Quando la nebbia si dirada

La situazione pandemica è ancora in continua evoluzione, e l’arrivo dei vaccini e la riduzione delle restrizioni che si profila all’orizzonte sembrano aprire una speranza.

Gli studi evidenziano come le difficoltà cognitive si riducano al diminuire delle restrizioni, mentre al contrario questi miglioramenti risultano purtroppo meno evidenti in chi continua a isolarsi e non riesce a riprende (per quanto consentito) la quotidianità. Questo può ad esempio essere il caso di chi a seguito di questo periodo di stress ha sviluppato sintomi più imponenti di disagio, principalmente legati a disturbi d’ansia e depressivi.

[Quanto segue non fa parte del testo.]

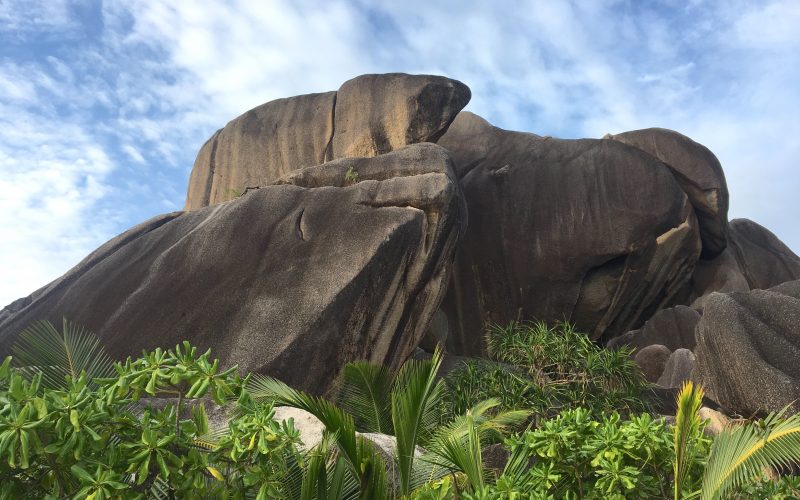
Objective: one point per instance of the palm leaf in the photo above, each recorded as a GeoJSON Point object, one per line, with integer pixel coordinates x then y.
{"type": "Point", "coordinates": [415, 396]}
{"type": "Point", "coordinates": [687, 429]}
{"type": "Point", "coordinates": [42, 348]}
{"type": "Point", "coordinates": [365, 394]}
{"type": "Point", "coordinates": [740, 454]}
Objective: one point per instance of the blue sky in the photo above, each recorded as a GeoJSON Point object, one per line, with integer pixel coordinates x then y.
{"type": "Point", "coordinates": [103, 105]}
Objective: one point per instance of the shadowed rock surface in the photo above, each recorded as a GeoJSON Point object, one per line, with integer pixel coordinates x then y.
{"type": "Point", "coordinates": [368, 116]}
{"type": "Point", "coordinates": [590, 231]}
{"type": "Point", "coordinates": [755, 259]}
{"type": "Point", "coordinates": [678, 369]}
{"type": "Point", "coordinates": [765, 261]}
{"type": "Point", "coordinates": [699, 174]}
{"type": "Point", "coordinates": [652, 360]}
{"type": "Point", "coordinates": [672, 327]}
{"type": "Point", "coordinates": [288, 280]}
{"type": "Point", "coordinates": [748, 346]}
{"type": "Point", "coordinates": [261, 145]}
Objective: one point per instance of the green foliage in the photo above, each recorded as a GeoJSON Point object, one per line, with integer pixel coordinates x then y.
{"type": "Point", "coordinates": [687, 438]}
{"type": "Point", "coordinates": [73, 424]}
{"type": "Point", "coordinates": [547, 369]}
{"type": "Point", "coordinates": [41, 348]}
{"type": "Point", "coordinates": [745, 452]}
{"type": "Point", "coordinates": [363, 461]}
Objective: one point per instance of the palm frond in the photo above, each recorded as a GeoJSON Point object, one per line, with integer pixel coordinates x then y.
{"type": "Point", "coordinates": [42, 348]}
{"type": "Point", "coordinates": [460, 451]}
{"type": "Point", "coordinates": [687, 428]}
{"type": "Point", "coordinates": [415, 395]}
{"type": "Point", "coordinates": [365, 394]}
{"type": "Point", "coordinates": [741, 453]}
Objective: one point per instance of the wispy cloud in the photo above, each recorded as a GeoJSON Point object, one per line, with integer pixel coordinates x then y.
{"type": "Point", "coordinates": [105, 105]}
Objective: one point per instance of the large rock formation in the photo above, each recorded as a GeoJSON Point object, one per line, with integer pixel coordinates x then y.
{"type": "Point", "coordinates": [755, 259]}
{"type": "Point", "coordinates": [591, 231]}
{"type": "Point", "coordinates": [368, 116]}
{"type": "Point", "coordinates": [294, 280]}
{"type": "Point", "coordinates": [748, 344]}
{"type": "Point", "coordinates": [699, 174]}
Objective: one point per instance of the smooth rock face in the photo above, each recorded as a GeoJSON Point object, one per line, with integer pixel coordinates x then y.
{"type": "Point", "coordinates": [699, 174]}
{"type": "Point", "coordinates": [755, 259]}
{"type": "Point", "coordinates": [309, 426]}
{"type": "Point", "coordinates": [678, 369]}
{"type": "Point", "coordinates": [652, 360]}
{"type": "Point", "coordinates": [369, 115]}
{"type": "Point", "coordinates": [748, 346]}
{"type": "Point", "coordinates": [716, 422]}
{"type": "Point", "coordinates": [765, 260]}
{"type": "Point", "coordinates": [590, 231]}
{"type": "Point", "coordinates": [672, 327]}
{"type": "Point", "coordinates": [376, 114]}
{"type": "Point", "coordinates": [261, 145]}
{"type": "Point", "coordinates": [289, 280]}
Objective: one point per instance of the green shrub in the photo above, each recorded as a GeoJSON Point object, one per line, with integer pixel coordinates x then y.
{"type": "Point", "coordinates": [547, 369]}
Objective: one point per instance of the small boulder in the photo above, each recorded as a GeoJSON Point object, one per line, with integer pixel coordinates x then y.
{"type": "Point", "coordinates": [652, 360]}
{"type": "Point", "coordinates": [672, 327]}
{"type": "Point", "coordinates": [748, 344]}
{"type": "Point", "coordinates": [716, 421]}
{"type": "Point", "coordinates": [310, 427]}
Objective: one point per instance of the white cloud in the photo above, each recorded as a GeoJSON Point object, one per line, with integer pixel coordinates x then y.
{"type": "Point", "coordinates": [119, 117]}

In queste situazioni è necessario poter riconoscere la propria difficoltà e riuscire a richiedere l'aiuto di un professionista prima che i sintomi si cristallizzino e si strutturino in modo più durevole.

Ma per chi è invece alle prese “solo” con la nebbia cognitiva, può essere utile sottolineare come si tratti perlopiù di una reazione temporanea ad una situazione di forte stress e fortemente traumatica (quale è quella pandemica), e che con il tempo ed il ripristino progressivo di una normale quotidianità la nebbia tenderà – autonomamente o anche solo con un breve sostegno psicologico – finalmente a diradarsi.